HOUSTON, Oct 1 Returning the damaged Crystal
River nuclear unit in Florida to service could cost $3 billion
and take eight years, according to an independent review of
repair options commissioned by Duke Energy as it pursued
a merger with Progress Energy earlier this year, the utility
said in a filing Monday.
The three-year shutdown of the 838-megawatt Crystal River
reactor became an issue in the weeks before the merger was
completed in July and played a role in the surprise ouster of
Bill Johnson, the Progress executive who had been slated to lead
the merged companies, executives and board members have said.
Progress Energy Florida supplied the Crystal River report
prepared by Zapata to Florida regulators Monday, said incoming
utility president Alex Glenn, adding that no decision has been
made whether to fix Crystal River or to retire the unit.

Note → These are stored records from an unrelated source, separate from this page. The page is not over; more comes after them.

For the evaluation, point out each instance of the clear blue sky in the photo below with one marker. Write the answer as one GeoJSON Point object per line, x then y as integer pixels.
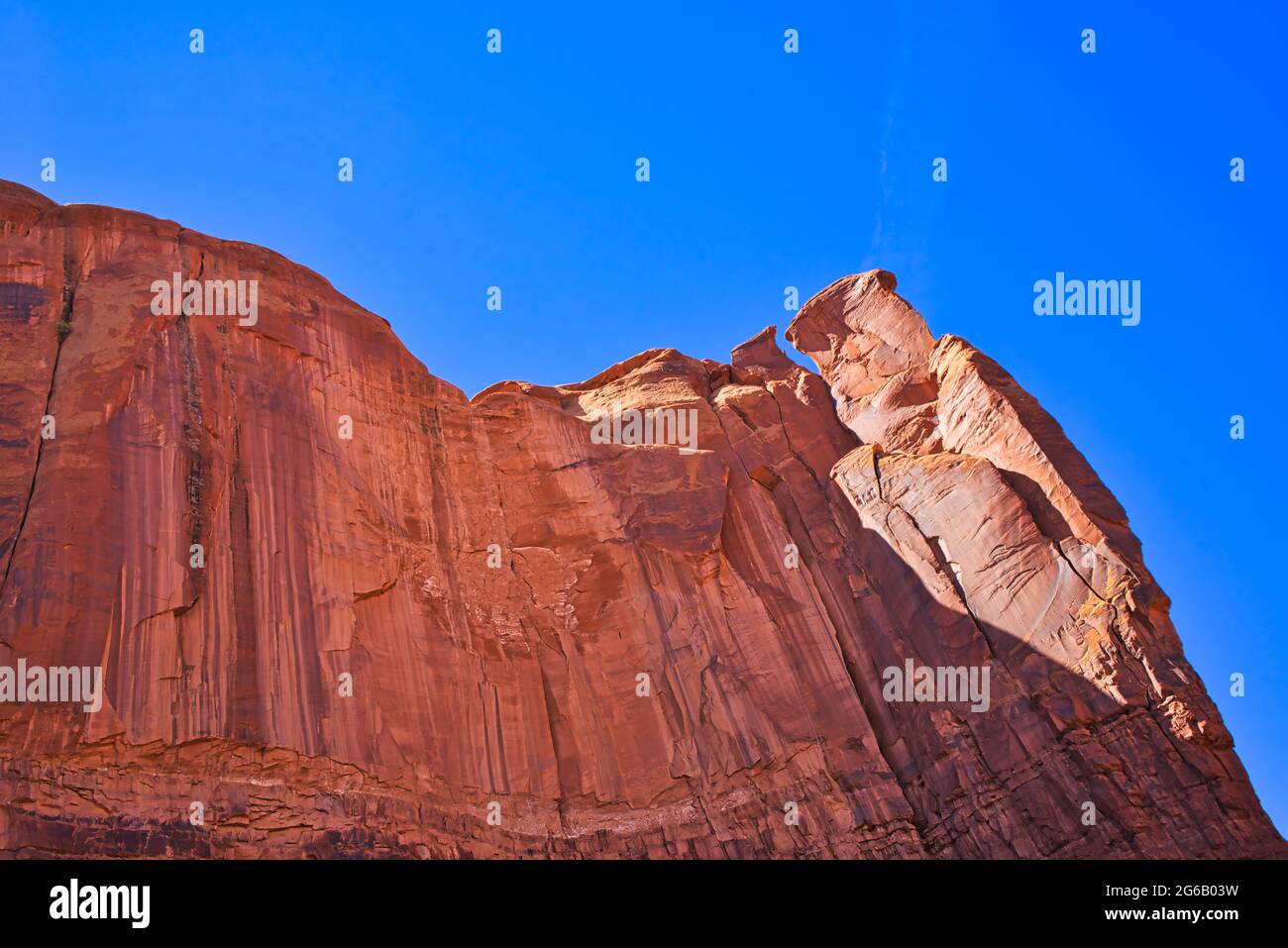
{"type": "Point", "coordinates": [767, 170]}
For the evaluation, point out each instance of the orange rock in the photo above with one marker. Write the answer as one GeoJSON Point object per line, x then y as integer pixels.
{"type": "Point", "coordinates": [475, 629]}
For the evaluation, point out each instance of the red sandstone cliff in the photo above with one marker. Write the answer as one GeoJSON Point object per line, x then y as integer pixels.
{"type": "Point", "coordinates": [936, 510]}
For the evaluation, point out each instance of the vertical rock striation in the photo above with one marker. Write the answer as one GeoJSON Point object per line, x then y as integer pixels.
{"type": "Point", "coordinates": [630, 649]}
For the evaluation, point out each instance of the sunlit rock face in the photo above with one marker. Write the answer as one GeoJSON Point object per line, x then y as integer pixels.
{"type": "Point", "coordinates": [681, 609]}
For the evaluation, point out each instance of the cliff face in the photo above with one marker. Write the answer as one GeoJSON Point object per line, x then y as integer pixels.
{"type": "Point", "coordinates": [558, 646]}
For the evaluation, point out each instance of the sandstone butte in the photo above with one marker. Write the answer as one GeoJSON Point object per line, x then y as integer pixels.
{"type": "Point", "coordinates": [938, 513]}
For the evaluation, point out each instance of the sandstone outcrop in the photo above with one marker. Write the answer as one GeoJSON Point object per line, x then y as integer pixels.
{"type": "Point", "coordinates": [473, 630]}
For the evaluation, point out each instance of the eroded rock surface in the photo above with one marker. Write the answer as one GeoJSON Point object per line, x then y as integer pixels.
{"type": "Point", "coordinates": [494, 583]}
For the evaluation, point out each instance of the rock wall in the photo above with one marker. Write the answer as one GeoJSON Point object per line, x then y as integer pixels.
{"type": "Point", "coordinates": [559, 647]}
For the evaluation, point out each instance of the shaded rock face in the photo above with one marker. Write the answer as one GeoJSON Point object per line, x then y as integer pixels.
{"type": "Point", "coordinates": [473, 629]}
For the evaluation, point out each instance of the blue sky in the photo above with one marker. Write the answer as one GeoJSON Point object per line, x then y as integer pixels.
{"type": "Point", "coordinates": [768, 170]}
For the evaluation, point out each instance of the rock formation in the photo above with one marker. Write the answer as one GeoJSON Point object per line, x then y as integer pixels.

Progress said the review found that a repair plan developed
by Progress "appears to be technically feasible, but significant
risks and technical issues" remain unresolved.
Zapata estimated that repair cost at $1.49 billion, above
Progress Energy's estimate of $900 million to $1.3 billion.
Zapata also prepared an estimate for more extensive work
based on other scenarios. A worst-case scenario that included
eventual replacement of the plant's dome and containment
building walls came in at $3.43 billion, with an eight-year time
The reactor has been shut since 2009 due to serious cracks
found in the containment building walls. Progress had said the
unit might return to service in 2014 if repaired.
"We will proceed with a repair option only if there is a
high degree of confidence that the repair can be successfully
completed and licensed within the final estimated costs and
schedule, and is in the best interests of our customers, joint
owners and investors," Glenn said in a statement.
Charlotte, North Carolina-based Duke Energy became the
largest electric utility and second-largest nuclear operator in
the nation last month when it acquired Raleigh, North
Carolina-based Progress Energy in an $18 billion merger.
Duke Chairman James Rogers has said the decision to repair
or retire Crystal River may not be made before the end of 2012
as the utility had agreed to do in a settlement with Florida
utility regulators earlier this year.
Under that pact, the utility would be able to pass along to
customers the cost to replace Crystal River's output through
2016 if repair work began before the end of 2012. If repairs
begin later, the utility agreed to refund replacement power
costs up to $40 million in 2015 and $60 million in 2016.
If the Crystal River reactor is retired, also an expensive
option, the utility will be able to recover its remaining
investment in the plant from its 1.6 million customers,
according to the settlement. Any insurance proceeds would be
applied to replacement power costs first.